I was over at Ideal Tools on Sunday, being filmed for a Hand Tools DVD for use in Secondary Schools and Tafes. Not quite sure why I ended up in front of the camera – wrong place at the wrong time I suppose!  I came away with one thing definitely resolved – I am much more comfortable in front of the camera than I am with a hand tool.  Now there is a scary thought!

It was certainly interesting experiencing a full film crew, when normally it is me, myself and I doing all the roles.

There was a ‘director’ (not sure the real title), 2 cameramen (who also do the post production editing), a soundman (there was even a boom mic!) and one runnin’ around arranging lights, setting the clap board etc.

I didn’t have any problem with the filming side of things – guess Shed.TV has been preparing me a bit for the experience.  I sure don’t like talking about things I’m not very confident in though – felt like a bit of a tool.

So the experience has convinced me that it is time for (non electron-murdering) hand tools and me to become more familiar.

Those who have done it say it’s not that big a deal, so it is time I bit the bullet, found some time, and hand cut my first dovetail.

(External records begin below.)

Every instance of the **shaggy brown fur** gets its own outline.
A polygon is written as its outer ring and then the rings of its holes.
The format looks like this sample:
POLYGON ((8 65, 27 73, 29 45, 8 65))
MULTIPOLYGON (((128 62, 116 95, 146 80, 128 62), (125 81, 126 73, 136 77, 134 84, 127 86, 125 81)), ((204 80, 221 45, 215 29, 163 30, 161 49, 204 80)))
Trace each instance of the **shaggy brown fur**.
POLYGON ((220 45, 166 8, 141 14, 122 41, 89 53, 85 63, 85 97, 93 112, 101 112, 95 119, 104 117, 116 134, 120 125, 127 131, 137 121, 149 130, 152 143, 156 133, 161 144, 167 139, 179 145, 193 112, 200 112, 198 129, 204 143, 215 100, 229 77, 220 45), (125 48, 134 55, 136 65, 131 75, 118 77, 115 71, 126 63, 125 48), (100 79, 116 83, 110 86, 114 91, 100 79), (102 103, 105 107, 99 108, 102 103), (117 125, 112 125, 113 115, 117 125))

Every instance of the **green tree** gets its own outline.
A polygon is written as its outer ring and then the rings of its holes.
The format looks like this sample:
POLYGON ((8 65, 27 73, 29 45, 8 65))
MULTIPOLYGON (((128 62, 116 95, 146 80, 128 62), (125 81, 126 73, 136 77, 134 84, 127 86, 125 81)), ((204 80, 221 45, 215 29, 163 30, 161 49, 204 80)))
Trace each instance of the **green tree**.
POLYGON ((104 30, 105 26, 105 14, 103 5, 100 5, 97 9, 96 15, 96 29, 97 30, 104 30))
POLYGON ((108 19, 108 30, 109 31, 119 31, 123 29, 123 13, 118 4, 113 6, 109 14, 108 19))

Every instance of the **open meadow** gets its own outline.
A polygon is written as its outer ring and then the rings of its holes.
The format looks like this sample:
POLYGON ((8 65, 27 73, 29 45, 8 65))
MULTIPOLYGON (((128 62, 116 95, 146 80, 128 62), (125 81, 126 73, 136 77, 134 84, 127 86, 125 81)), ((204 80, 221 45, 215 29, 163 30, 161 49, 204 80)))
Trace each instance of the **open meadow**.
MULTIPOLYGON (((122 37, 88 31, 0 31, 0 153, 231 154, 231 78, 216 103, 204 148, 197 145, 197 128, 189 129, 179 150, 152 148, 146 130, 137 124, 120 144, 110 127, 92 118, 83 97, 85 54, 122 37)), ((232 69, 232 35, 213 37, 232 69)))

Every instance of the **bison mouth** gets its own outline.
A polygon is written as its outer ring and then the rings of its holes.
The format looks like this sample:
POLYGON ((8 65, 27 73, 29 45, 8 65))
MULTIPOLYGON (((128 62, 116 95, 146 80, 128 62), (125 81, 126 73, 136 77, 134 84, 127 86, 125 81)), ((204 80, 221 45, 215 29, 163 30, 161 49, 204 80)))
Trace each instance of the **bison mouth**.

It is obviously something I have been edging up on (secretly, in case I noticed).

I have a dovetail marking gauge from Australian Wood Review

AWR Dovetail Master

AWR Dovetail Master

A joinery knife from Chris Vesper

Vesper Tools Joinery Knife

Vesper Tools Joinery Knife

A set of Hamlet chisels from Carbatec

Hamlet Chisels

Hamlet Chisels

And as of tonight, the Veritas Dovetail Saw from Carbatec

Veritas Dovetail Saw

Veritas Dovetail Saw

I guess I am pretty much out of excuses!